Four of the unsuccessful appellants, including Ms. Gagne and Mr. Claus, filed a petition with the B.C. Supreme Court for a judicial review of the Board’s decision. The petitioners argued that the Board had acted in a procedurally unfair manner when staff of the Board requested that Rio Tinto provide copies of certain documents that both Rio Tinto and the Appellants had cited and partially quoted in their submissions. The petitioners argued that this was unfair because the deadline for written submissions had closed, and the petitioners were not given an opportunity to make further submissions regarding the documents, contrary to the Board’s Procedure Manual.
The Court issued its decision in March 2014 (Gagne v. Sharpe, 2014 BCSC 2077) [Gagne #1]. The Court first considered the degree of procedural fairness owed by the Board, in light of the rules of natural justice. The Court concluded that the key question was whether the Board complied with its own Procedure Manual, and not whether the petitioners had suffered any prejudice. The Court held that the Board was required to rigorously comply with its Procedure Manual. The Board’s Procedure Manual provided that, in deciding appeals, the Board would not request further information from a party without providing the other parties with notice and an opportunity to make submissions regarding that information. The Court found that, although there was no intentional misconduct by any party, the Board’s request for documents from Rio Tinto was a breach of its Procedure Manual, and this breached the petitioners’ right to procedural fairness. The Court also held that that Board had applied the “balance of probabilities” standard of proof to the question of standing, and this standard of proof was too rigorous. The Court held that appellants should only have to demonstrate on a prima facie basis that they are “persons aggrieved” when their standing is being decided as a preliminary matter. Finally, the Court concluded that any determination the Board makes regarding standing is entitled to deference from the courts, and a standard of “reasonableness” should be applied by the courts. Accordingly, the Court directed the Board to reconsider whether the petitioners had established, on a prima facie basis, that they are “persons aggrieved,” based on the submissions and information before the Board when the preliminary hearing on standing had concluded.
In a decision issued in April 2014 (Lynda Gagne et al. v. Director of the Environmental Management Act, Decision No. 2013-EMA-005(b), 008(b), 011(b), and 012(b)), the Board reconsidered the four petitioners’ standing to appeal the permit amendment, in accordance with the Court’s directions in Gagne #1. Based on the evidence, the Board found that they had failed to establish, on a prima facie basis, that they were “persons aggrieved” by the permit amendment, within the meaning of section 100(1) of the Act.

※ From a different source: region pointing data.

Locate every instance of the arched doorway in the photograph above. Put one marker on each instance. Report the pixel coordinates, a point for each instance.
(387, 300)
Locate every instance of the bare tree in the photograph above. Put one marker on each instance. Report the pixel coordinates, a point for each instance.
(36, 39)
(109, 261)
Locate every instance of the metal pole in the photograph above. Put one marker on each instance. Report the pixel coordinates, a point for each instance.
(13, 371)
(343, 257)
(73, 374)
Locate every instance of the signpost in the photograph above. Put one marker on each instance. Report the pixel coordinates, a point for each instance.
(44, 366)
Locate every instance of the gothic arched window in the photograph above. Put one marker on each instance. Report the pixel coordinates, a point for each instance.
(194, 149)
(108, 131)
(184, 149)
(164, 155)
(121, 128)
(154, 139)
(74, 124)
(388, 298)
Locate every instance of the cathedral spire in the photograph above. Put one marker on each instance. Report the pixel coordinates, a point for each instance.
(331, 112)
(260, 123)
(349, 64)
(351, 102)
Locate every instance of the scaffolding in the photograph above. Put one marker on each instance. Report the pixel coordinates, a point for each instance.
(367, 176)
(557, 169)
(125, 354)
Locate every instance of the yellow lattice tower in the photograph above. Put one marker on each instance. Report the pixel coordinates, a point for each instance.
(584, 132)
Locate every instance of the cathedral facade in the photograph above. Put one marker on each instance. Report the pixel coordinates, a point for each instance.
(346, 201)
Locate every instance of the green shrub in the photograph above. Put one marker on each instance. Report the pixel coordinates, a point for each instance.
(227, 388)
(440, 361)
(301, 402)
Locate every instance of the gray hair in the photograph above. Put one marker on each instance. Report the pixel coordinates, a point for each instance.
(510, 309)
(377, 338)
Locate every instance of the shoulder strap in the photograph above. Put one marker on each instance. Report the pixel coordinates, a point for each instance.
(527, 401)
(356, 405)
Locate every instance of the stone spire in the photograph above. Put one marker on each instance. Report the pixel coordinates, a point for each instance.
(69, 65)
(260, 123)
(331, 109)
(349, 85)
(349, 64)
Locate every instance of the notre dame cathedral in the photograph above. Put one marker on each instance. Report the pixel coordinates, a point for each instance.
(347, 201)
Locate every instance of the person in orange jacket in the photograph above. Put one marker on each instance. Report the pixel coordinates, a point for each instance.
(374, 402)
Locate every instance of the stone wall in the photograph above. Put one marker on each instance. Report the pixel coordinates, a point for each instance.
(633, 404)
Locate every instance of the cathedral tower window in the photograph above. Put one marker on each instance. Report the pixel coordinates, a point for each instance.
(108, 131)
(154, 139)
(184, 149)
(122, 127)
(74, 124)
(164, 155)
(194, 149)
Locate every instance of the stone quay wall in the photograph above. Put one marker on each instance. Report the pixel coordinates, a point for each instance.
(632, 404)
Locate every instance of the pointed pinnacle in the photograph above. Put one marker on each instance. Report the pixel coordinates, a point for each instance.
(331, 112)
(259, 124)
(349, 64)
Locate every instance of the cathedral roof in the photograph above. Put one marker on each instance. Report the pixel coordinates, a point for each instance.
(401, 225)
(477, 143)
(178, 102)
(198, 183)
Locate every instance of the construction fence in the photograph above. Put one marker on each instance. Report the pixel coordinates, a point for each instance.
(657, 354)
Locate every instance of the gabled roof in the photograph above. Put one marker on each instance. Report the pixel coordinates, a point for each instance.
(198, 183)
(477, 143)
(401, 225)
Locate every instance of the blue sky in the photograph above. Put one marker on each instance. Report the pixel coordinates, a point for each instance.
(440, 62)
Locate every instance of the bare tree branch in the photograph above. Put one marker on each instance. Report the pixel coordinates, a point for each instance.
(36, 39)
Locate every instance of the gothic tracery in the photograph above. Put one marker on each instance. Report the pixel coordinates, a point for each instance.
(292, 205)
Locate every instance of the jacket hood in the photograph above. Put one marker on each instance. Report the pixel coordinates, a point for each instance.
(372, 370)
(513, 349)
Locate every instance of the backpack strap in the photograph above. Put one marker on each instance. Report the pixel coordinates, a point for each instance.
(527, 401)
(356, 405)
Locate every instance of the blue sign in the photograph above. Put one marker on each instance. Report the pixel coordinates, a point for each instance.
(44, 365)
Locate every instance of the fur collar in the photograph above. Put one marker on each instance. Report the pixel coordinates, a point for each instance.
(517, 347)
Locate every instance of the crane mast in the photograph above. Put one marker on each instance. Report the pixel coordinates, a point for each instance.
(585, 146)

Ms. Gagne and Mr. Claus filed a petition with the B.C. Supreme Court for a judicial review of the Board’s reconsideration decision.

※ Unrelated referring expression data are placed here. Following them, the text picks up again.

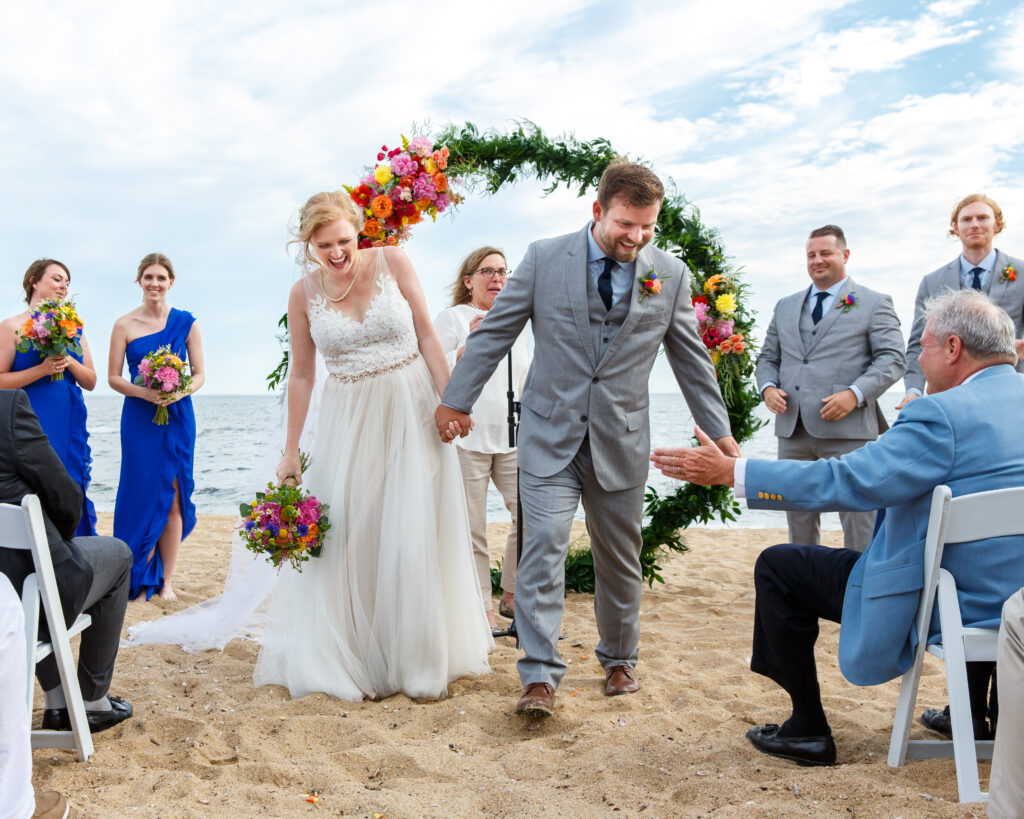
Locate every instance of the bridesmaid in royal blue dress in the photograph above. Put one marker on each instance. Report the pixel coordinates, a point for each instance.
(58, 404)
(154, 512)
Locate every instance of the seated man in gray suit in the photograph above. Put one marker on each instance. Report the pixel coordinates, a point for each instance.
(830, 351)
(976, 220)
(92, 573)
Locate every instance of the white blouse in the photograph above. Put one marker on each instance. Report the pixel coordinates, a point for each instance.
(491, 429)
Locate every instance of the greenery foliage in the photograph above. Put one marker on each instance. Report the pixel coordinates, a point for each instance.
(491, 160)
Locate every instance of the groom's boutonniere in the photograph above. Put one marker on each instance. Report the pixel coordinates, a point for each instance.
(650, 285)
(847, 302)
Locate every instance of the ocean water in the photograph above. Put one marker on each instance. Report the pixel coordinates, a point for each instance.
(232, 462)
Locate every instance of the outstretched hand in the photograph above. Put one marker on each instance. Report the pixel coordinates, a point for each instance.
(707, 465)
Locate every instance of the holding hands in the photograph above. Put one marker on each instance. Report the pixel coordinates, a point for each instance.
(710, 464)
(452, 424)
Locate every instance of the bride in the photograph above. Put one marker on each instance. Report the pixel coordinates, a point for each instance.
(391, 604)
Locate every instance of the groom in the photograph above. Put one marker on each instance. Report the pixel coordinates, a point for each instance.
(584, 432)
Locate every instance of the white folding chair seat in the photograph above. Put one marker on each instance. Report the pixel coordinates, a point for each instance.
(23, 527)
(971, 517)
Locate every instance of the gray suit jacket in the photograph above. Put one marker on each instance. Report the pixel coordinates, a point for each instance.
(1009, 295)
(568, 392)
(862, 346)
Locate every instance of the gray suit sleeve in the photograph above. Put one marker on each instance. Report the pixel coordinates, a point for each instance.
(494, 338)
(914, 378)
(888, 358)
(692, 368)
(766, 368)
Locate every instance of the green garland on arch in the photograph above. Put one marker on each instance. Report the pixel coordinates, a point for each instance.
(491, 160)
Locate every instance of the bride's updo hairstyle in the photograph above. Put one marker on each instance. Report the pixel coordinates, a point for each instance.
(155, 258)
(322, 209)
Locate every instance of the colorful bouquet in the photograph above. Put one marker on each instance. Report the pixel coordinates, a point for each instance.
(164, 371)
(51, 330)
(407, 183)
(286, 524)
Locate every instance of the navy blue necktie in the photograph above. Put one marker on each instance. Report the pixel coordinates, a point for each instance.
(604, 283)
(816, 312)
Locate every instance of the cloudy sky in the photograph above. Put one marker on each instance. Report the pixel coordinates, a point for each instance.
(197, 129)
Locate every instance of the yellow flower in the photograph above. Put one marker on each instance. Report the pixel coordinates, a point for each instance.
(726, 303)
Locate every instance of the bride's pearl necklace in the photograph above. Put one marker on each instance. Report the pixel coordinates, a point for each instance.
(350, 284)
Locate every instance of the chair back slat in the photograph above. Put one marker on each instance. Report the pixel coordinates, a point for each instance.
(998, 513)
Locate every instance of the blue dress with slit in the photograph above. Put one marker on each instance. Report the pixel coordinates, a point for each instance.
(60, 408)
(152, 458)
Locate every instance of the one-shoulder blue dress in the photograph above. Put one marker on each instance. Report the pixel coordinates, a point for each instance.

On October 31, 2014, the Court issued oral reasons for judgment. The Court held that the Board had properly considered and implemented the reasons and directions of the Court in Gagne #1. In addition, the Court confirmed that the Board’s interpretation and application of section 100(1) of the Act falls within the Board’s particular expertise, and is entitled to deference from the courts. The Court found that the Board had clearly considered all of the submissions and evidence before it, and had provided detailed reasons as to why, on reconsideration, the petitioners failed to establish on a prima facie basis that they are “persons aggrieved.” The Court concluded that the Board’s reconsideration decision was reasonable. The Court dismissed the petition, and ordered that each party would bear their own costs.